Aims: Polymorphisms in the RANTES (G-403A), monocyte chemoattractant protein-1 (MCP-1; A-2518G), stromal cell-derived factor-1beta (SDF-1beta; G801A), and C-C chemokine receptor-5 (CCR5; Delta32) genes have been associated with functional effects. These chemokines have been implicated in leucocyte recruitment to arterial lesions. In a case-control study, we explored relations between these polymorphisms and coronary artery disease (CAD), with respect to angiographic abnormalities and acute coronary syndromes (ACS).
Methods and results: The LUdwigshafen Risk and Cardiovascular health (LURIC) cohort was genotyped by RFLP-PCR. Based on coronary angiography, individuals were sub-divided into CAD cases (n = 2694) and controls (n = 530). RANTES-403 genotype frequencies were significantly different in cases and controls (chi2 = 4.17, p = 0.041), as were A allele carrier frequencies (36.01% vs. 30.19%, OR = 1.30 [95%-CI = 1.06-1.60], p = 0.010). By multivariate analysis, RANTES A-403 retained significant association with CAD (chi2 = 8.40, p = 0.0038). RANTES A-403 was associated with increased ACS prevalence (OR = 1.36 [95%-CI = 1.08-1.71], p = 0.0073). MCP-1 G-2518, SDF-1beta A801, and CCR5 Delta32 were not associated with CAD.

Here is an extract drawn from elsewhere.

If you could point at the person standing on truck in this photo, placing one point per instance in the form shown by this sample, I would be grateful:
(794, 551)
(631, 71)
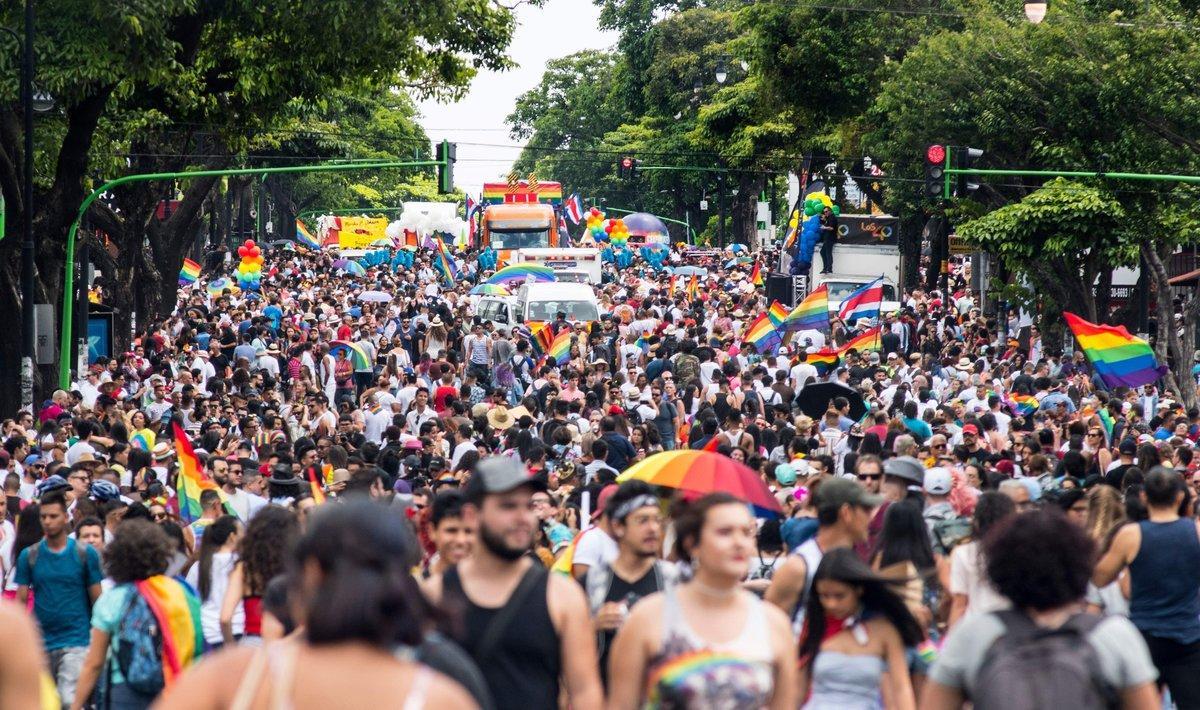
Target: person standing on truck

Conclusions: RANTES A-403 was associated with CAD independently from conventional risk factors and CRP or fibrinogen as inflammatory biomarkers. The association was enhanced in smokers and ACS, conditions where platelet activation and inflammation predominate. RANTES A-403 may increase genetic susceptibility to CAD.